En olor de lluvia

Written by José A. Albertini

14 de octubre de 2025

Capítulo III

Por J. A. Albertini, especial para LIBRE

Fortunata Fortuna, cada vez más nerviosa, oprimió la diestra del marido.

Florencio Flores cabizbajo, rumbo al hogar familiar, latiendo en su cerebro pedazos de la perorata microfónica de Candelario Candela, deploró la precipitación de una realidad quimérica; fabricada a partir del espejear vertiginoso de algo no deseado.

***

—Entonces, ¿cuál es su opinión…? -Palomino Palomo indagó.

Casto Castor fue de un rostro a otro. Suspiró profundo y dijo.

—Por mi responsabilidad, como prior de esta parroquia, dispongo que Carmelo vaya por Piedad Piedra y Galatea Galatraba…

—Para qué Padre… -interrumpió Palomino Palomo.

—Déjame terminar -respondió áspero-. No dudo que Candelario planea vengarse de todos los participantes, de forma directa, en aquel desafortunado día de comunión. Tenemos el deber de protegernos y proteger a los demás. Carmelo, no pierdas tiempo y ve por ellas -fue categórico.

El monaguillo, sin hacerse repetir la orden, partió.

Palomino Palomo, incrédulo, interpeló.

—Padre, con todo el respeto que usted merece, ¿por qué no dialogar…? ¿Por qué no ir en busca de Candelario o aguardarlo en la iglesia, frente al altar; junto a la imagen de La Inmaculada Concepción de la Virgen María. Pedirle perdón y motivarlo, por medio de la fe, para que asuma su responsabilidad y limpie la conciencia…

—¡Para de hablar sandeces! -Casto Castor, contrario a su costumbre, lo increpó de forma descompuesta.

—¡Padre…! -balbuceó sorprendido.

—Disculpa hijo -abochornado dijo el cura-. Pero tú le haces perder la paciencia a cualquiera con tus excesos de fe.

—¡Padre…! -repitió y agrandó los ojos.

—Estamos a las puertas de una crisis social, nunca antes vista en el pueblo. Es tiempo que te explique el peligro que corremos y lo nocivo que resultan, para la iglesia, tus arranques inesperados de mística religiosidad.

—¡Soy un hombre de fe cristiana!, nada que ver con el misticismo -replicó enardecido.

—Bueno, digamos que eres un cura de fe exacerbada -suavizó Casto Castor-. Esa fe excesiva -puntualizó te llevó a abofetear, en pleno acto de Las Flores de Mayo, al niño Candelario Candela, sin enumerar otras faltas menores que por años he observado en ti. Ahora, en esta encrucijada vital, vuelves a refugiarte en la soberbia de tus juicios y cuestionas, como superior de este templo que soy, mis decisiones. Tenemos que irnos; buscar refugió para no ser blancos de la ira vengativa que nos espera si caemos en manos de Candelario.

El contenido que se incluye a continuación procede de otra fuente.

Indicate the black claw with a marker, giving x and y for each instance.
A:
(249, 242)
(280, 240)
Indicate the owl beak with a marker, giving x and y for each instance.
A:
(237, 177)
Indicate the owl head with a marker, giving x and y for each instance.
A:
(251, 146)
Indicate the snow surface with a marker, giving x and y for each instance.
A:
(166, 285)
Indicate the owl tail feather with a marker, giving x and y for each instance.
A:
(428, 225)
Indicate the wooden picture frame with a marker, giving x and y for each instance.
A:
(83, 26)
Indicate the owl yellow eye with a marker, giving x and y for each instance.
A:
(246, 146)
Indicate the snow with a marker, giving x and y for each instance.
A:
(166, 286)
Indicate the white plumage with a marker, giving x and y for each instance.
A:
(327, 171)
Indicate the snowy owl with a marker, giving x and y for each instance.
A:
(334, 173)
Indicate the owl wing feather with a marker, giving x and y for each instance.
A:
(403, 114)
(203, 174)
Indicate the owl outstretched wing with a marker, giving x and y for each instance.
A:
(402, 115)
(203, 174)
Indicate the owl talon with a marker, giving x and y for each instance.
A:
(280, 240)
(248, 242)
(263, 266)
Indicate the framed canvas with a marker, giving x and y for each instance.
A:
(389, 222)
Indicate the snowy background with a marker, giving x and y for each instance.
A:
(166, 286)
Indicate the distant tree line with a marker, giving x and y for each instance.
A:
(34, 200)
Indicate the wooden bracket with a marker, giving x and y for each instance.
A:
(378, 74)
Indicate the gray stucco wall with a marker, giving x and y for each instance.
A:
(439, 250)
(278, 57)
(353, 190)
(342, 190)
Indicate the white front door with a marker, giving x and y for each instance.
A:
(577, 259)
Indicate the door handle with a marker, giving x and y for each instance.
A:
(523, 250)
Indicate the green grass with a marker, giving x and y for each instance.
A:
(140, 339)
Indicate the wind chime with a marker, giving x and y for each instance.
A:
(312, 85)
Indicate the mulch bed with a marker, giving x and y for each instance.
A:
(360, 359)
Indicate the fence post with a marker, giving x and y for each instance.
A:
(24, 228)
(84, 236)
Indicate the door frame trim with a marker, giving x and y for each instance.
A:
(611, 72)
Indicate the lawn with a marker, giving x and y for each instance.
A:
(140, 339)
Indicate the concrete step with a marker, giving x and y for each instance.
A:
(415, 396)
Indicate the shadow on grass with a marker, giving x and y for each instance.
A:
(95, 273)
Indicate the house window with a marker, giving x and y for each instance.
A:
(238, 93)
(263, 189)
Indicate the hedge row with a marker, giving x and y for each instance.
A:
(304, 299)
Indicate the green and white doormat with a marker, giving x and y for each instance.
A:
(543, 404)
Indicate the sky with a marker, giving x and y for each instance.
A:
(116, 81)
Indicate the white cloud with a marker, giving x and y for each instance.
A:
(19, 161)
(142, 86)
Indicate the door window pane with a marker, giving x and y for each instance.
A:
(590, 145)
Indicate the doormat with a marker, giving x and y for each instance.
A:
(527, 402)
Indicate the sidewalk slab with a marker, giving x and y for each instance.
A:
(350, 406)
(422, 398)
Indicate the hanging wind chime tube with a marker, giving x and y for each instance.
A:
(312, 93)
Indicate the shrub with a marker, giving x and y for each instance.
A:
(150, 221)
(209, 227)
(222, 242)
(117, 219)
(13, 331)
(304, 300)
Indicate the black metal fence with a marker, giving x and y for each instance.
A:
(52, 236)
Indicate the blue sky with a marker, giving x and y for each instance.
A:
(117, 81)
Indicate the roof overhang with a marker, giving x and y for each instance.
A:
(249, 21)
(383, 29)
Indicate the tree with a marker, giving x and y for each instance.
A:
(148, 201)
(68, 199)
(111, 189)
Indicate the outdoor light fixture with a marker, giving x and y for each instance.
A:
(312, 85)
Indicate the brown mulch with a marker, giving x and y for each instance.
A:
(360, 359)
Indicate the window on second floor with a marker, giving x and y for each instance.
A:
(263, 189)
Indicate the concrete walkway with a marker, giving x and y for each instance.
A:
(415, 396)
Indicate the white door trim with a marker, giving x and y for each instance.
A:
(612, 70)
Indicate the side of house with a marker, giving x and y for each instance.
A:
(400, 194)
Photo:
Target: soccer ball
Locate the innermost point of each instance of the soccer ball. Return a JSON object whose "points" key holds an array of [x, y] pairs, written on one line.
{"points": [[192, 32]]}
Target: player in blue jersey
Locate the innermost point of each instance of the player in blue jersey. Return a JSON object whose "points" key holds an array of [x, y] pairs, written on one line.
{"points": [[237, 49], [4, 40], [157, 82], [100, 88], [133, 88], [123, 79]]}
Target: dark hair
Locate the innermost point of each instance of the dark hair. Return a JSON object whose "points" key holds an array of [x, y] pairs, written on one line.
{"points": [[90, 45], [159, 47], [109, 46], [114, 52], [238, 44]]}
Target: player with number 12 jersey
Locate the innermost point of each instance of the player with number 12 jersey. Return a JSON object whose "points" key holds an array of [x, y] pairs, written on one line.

—Me considero un seguidor, discípulo y practicante de las enseñanzas del que expulsó a los mercaderes del templo -ripostó picado, pero la curiosidad pudo más-. ¿Cómo piensa esquivar a Candelario? Salir a la calle, según Usted es peligroso…

—Desde la construcción de este templo -narró, eludiendo responder a la autodefensa de Palomino-en tiempos coloniales, siguiendo costumbres de la época; heredada de las dieciséis familias remedianas que para librarse de los ataques continuados de corsarios y piratas fundaron esta Villa, en la Loma del Carmen, bajo un árbol de tamarindo, se cavó, partiendo de la iglesia, un túnel secreto con salida a un lugar seguro. Por supuesto, el túnel, por siglos, no fue utilizado. El pueblo se ubicó en el centro de la Isla; lejos de las costas donde nunca llegarían los saqueadores. Pero el miedo perduraba y perduró por decenios.

—Llevo años en esta parroquia, junto a usted, y nunca me contó del subterráneo… -reprochó.

—A cada sacerdote que asume la dirección de la parroquia el obispado le trasmite la información. Un representante del Obispo le muestra la entrada del túnel y se comprueban las condiciones. Es mandato eclesiástico, no compartir el secreto con nadie más. Salvo en una contingencia, como la presente.

—Comprendo. ¿Dónde está la entrada?

—En un lugar de la iglesia. Pero no puedo revelarlo hasta el instante preciso del escape. Son las reglas.